Several Central players spoke highly of DuBose following his decision to leave Phenix City after six seasons. Their words demonstrated not just what DuBose meant as a football coach but also as a mentor to countless players over his tenure.
“Coach DuBose has basically raised me along with the other coaches and my mom. I can’t explain how much he has done for me, but I’m forever grateful,” Central offensive lineman and Alabama signee Javion Cohen said. “Before I began playing football for him and his staff, I was a misled young man lacking a father figure or a strong role model. By him bringing me into his family and his program, it’s allowed me to become a better person first and foremost, a better student and a better player.
“All my success I owe to my Heavenly Father, my mother, Coach DuBose and his staff.”
Central quarterback Tucker Melton described DuBose as talented coach who leads his teams by example. Melton said DuBose was a coach who doesn’t take anything lightly, and DuBose always knew when to get after him to motivate him to play well.
That intensity, according to Melton, was what drew so many Red Devils’ players to follow DuBose’s lead. It paid off in a big way in DuBose’s final two seasons at the helm, as Central won 26 games, captured two Region 2-7A titles, played for two state titles and won the 2018 championship.
Melton, who is now an early enrollee at Bowling Green, credited DuBose for helping him get this far as a quarterback.
“He was definitely one of the biggest parts of getting me to where I am today. I couldn’t be more thankful to have played for him and the rest of the coaching staff at Central,” Melton said. “He’s an amazing coach but an even better man.”
Melton and Cohen were two of seven Central players who signed with FBS programs during the December early signing period, which was a moment that demonstrated the power of the program DuBose and his assistants built in Phenix City..
Central linebacker PJ Ramsey, who signed to play at Air Force, pointed to DuBose’s high standards within the program as being beneficial as Ramsey takes the next step in his athletic career.

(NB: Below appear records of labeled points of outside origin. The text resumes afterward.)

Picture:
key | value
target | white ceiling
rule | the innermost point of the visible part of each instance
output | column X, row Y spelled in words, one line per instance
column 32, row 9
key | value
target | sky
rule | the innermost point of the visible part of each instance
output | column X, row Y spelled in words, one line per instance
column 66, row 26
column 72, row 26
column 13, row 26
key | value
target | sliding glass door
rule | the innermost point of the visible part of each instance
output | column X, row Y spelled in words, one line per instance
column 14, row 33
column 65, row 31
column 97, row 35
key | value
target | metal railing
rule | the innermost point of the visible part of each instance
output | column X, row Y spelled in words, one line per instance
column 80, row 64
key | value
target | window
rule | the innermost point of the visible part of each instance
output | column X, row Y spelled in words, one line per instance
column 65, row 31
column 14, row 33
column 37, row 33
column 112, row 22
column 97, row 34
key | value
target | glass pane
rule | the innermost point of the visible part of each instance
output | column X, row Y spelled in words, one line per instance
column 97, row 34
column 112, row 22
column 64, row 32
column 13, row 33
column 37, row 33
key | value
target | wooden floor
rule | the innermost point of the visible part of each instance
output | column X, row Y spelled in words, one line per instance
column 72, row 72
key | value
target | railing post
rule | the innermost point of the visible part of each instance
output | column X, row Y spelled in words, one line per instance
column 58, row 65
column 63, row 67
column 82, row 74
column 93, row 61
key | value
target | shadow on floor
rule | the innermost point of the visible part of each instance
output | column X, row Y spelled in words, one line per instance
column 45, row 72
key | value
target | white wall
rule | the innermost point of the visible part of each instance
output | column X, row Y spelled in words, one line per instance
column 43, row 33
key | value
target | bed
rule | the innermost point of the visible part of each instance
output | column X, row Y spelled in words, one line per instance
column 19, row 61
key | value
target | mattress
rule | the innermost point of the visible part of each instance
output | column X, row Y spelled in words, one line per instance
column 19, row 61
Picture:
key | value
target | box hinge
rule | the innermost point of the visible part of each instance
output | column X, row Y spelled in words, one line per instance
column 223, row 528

“Playing football at Central is basically like playing at a college,” Ramsey said after signing. “Everything we do — from two-a-days to having (practices) after school for long hours, it just really prepares you for college life and what it is going to take to be successful.”

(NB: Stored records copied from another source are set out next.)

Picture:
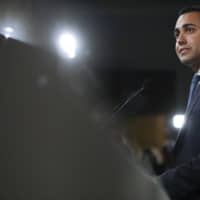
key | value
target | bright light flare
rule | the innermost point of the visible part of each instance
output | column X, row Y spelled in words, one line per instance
column 68, row 43
column 178, row 121
column 8, row 31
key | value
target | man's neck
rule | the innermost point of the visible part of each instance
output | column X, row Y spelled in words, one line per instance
column 195, row 68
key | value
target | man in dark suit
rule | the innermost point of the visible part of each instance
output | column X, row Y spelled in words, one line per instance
column 183, row 181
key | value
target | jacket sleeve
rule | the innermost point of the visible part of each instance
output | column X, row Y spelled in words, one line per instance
column 181, row 181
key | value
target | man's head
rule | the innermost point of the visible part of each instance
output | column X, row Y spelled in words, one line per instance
column 187, row 34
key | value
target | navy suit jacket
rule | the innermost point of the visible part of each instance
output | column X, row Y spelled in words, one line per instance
column 183, row 180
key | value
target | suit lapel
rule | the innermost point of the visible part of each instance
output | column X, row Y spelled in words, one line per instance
column 189, row 109
column 194, row 100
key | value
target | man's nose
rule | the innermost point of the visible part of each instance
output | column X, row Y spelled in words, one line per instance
column 181, row 39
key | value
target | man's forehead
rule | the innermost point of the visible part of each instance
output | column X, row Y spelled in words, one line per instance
column 188, row 18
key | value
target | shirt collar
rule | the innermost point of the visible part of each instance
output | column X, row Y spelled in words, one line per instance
column 198, row 72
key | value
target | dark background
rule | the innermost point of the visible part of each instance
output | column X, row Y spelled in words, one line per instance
column 122, row 43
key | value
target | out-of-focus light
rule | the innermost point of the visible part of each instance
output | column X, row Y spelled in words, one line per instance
column 178, row 121
column 8, row 31
column 68, row 44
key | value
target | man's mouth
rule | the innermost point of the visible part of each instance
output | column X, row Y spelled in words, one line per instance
column 183, row 50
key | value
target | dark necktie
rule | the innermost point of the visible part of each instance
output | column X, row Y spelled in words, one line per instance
column 195, row 80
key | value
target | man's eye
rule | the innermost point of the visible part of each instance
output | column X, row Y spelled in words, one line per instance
column 190, row 30
column 176, row 34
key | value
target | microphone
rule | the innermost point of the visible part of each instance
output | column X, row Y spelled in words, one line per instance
column 132, row 96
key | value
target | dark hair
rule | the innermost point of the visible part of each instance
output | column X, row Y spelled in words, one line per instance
column 189, row 9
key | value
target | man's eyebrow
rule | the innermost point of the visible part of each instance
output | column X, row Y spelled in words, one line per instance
column 184, row 26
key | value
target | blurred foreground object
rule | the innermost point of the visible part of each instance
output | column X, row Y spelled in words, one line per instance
column 50, row 146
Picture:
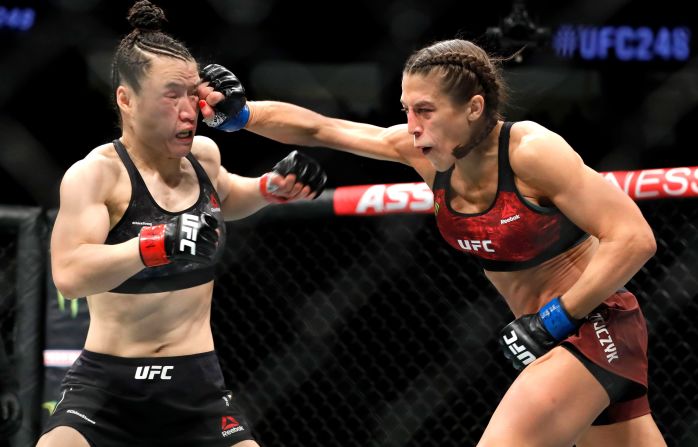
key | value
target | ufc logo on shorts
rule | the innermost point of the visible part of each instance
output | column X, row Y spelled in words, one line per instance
column 190, row 229
column 475, row 245
column 153, row 371
column 518, row 350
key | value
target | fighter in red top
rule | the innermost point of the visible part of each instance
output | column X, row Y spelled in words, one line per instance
column 523, row 208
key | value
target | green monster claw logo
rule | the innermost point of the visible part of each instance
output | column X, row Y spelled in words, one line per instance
column 73, row 304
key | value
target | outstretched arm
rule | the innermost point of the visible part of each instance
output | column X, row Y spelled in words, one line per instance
column 291, row 124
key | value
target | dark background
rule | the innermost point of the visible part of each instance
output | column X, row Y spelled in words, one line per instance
column 342, row 59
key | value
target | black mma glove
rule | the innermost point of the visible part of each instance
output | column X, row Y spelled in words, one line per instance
column 232, row 113
column 308, row 172
column 188, row 237
column 532, row 335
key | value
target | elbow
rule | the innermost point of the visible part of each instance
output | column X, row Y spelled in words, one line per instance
column 646, row 244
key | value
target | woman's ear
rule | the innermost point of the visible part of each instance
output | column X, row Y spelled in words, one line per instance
column 476, row 106
column 124, row 98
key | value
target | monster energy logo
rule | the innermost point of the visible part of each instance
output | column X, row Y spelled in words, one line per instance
column 61, row 304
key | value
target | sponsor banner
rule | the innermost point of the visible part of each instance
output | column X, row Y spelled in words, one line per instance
column 368, row 200
column 665, row 183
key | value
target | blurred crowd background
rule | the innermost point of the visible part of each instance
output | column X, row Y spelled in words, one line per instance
column 616, row 78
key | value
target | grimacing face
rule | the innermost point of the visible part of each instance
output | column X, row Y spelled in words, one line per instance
column 436, row 123
column 166, row 107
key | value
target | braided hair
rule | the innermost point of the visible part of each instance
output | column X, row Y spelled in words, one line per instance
column 467, row 70
column 135, row 52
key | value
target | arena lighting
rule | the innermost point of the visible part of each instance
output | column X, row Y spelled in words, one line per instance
column 16, row 18
column 517, row 32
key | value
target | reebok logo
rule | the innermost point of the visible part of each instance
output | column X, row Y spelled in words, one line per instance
column 78, row 414
column 229, row 426
column 604, row 337
column 150, row 372
column 509, row 219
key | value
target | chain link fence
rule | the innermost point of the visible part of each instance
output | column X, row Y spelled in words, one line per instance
column 372, row 331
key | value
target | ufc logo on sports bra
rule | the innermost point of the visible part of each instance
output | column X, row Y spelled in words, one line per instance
column 190, row 229
column 476, row 245
column 153, row 371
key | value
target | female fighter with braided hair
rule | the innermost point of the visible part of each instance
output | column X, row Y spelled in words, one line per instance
column 555, row 239
column 139, row 230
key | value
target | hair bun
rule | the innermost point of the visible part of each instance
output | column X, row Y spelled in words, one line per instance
column 143, row 15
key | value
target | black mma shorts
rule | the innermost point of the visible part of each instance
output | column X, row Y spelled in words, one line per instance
column 153, row 401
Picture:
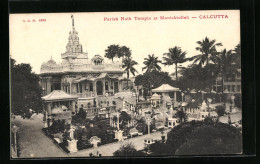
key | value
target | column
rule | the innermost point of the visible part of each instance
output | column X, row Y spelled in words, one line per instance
column 119, row 86
column 48, row 86
column 94, row 87
column 104, row 87
column 49, row 108
column 70, row 87
column 73, row 106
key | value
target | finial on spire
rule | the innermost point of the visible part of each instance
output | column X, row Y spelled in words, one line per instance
column 72, row 17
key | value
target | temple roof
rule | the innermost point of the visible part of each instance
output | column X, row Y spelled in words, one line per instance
column 165, row 88
column 58, row 95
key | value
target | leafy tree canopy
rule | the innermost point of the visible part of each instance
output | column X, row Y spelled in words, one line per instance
column 128, row 150
column 154, row 79
column 194, row 138
column 25, row 90
column 196, row 77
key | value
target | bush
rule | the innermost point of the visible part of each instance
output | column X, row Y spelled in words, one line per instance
column 194, row 138
column 127, row 150
column 220, row 110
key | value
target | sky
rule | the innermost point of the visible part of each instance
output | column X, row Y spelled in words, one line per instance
column 36, row 42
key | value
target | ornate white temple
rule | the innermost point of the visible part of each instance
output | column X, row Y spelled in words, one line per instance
column 77, row 74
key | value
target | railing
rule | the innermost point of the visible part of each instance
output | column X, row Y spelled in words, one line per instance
column 85, row 67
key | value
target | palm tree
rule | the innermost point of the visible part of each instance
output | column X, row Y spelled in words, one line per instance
column 237, row 57
column 128, row 65
column 175, row 56
column 151, row 63
column 181, row 115
column 112, row 51
column 208, row 51
column 226, row 64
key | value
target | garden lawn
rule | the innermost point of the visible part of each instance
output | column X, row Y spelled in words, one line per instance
column 33, row 143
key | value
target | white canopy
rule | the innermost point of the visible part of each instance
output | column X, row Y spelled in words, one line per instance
column 165, row 88
column 59, row 95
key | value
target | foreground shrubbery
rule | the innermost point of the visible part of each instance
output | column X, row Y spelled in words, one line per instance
column 196, row 138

As far as DuBose’s next stop, Melton said he would tell his soon-to-be players to expect a coach who wants to win and someone who will care for them but also show them plenty of tough love. He said it’s important for them to buy into DuBose’s philosophy, and if they want someone who will care about them and help them win championships DuBose will be that coach.
When he signed with the Crimson Tide, Cohen recounted the time DuBose and his coaches got him a bed when he didn’t have one and them getting him food when he didn’t have that, either. DuBose will be remembered around Phenix City mostly for his work on the football field, but for players like Cohen, his impact was much bigger than that.

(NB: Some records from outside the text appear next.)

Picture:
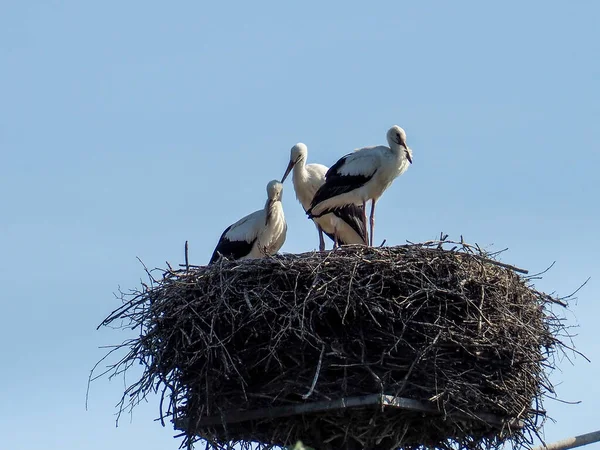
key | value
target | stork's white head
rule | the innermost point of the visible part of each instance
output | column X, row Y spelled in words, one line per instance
column 397, row 138
column 274, row 191
column 297, row 154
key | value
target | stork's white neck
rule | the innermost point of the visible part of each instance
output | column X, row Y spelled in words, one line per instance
column 300, row 168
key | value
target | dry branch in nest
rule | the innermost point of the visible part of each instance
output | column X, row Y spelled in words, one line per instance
column 235, row 349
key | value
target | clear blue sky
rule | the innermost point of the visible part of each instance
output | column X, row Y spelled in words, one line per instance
column 127, row 128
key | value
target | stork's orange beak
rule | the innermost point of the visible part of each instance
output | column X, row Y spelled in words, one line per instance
column 288, row 170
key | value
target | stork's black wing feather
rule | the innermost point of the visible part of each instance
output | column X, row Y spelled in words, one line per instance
column 337, row 185
column 231, row 249
column 352, row 215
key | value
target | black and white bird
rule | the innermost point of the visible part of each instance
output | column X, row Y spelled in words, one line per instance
column 258, row 234
column 362, row 176
column 343, row 225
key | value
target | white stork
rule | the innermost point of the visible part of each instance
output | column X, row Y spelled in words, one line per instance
column 343, row 225
column 362, row 176
column 258, row 234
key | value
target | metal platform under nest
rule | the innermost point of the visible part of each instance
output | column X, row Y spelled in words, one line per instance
column 384, row 401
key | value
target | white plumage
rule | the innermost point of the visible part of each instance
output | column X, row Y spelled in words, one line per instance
column 343, row 225
column 258, row 234
column 362, row 176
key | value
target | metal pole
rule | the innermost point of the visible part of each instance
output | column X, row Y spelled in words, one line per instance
column 572, row 442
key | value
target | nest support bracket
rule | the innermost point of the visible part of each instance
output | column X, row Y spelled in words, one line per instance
column 382, row 400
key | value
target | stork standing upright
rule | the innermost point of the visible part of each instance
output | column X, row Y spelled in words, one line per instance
column 362, row 176
column 344, row 225
column 258, row 234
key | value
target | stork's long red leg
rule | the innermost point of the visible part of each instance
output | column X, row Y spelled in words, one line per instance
column 372, row 220
column 365, row 223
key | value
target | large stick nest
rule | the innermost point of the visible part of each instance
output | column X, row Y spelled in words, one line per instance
column 453, row 329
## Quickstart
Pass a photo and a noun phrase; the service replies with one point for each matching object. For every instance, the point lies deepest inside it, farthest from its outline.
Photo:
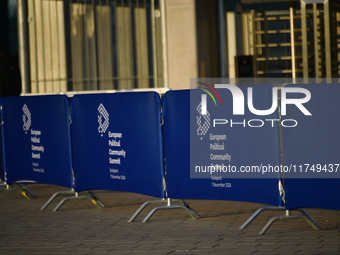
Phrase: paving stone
(81, 228)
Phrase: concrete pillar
(182, 47)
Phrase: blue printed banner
(180, 184)
(234, 131)
(117, 142)
(37, 140)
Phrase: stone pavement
(79, 227)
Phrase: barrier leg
(54, 196)
(289, 216)
(92, 197)
(23, 190)
(96, 200)
(26, 192)
(141, 208)
(170, 206)
(257, 213)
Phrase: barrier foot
(141, 208)
(94, 199)
(54, 196)
(304, 216)
(26, 192)
(170, 206)
(23, 190)
(251, 218)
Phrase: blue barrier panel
(312, 148)
(37, 140)
(2, 172)
(245, 145)
(117, 142)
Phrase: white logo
(202, 129)
(103, 119)
(238, 100)
(26, 118)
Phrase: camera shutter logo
(26, 118)
(203, 121)
(103, 119)
(202, 128)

“I want the people to remember what he has brought to this city and to remember the many lives he has changed. He brought a championship that brought us all together,” Cohen said. “He changed many lives. For example, He took a kid who wasn’t on the good side of wealth and made him into a respectable young man who now has a future in front of him.
“The man deserves a statue, in my opinion, for how great he was.”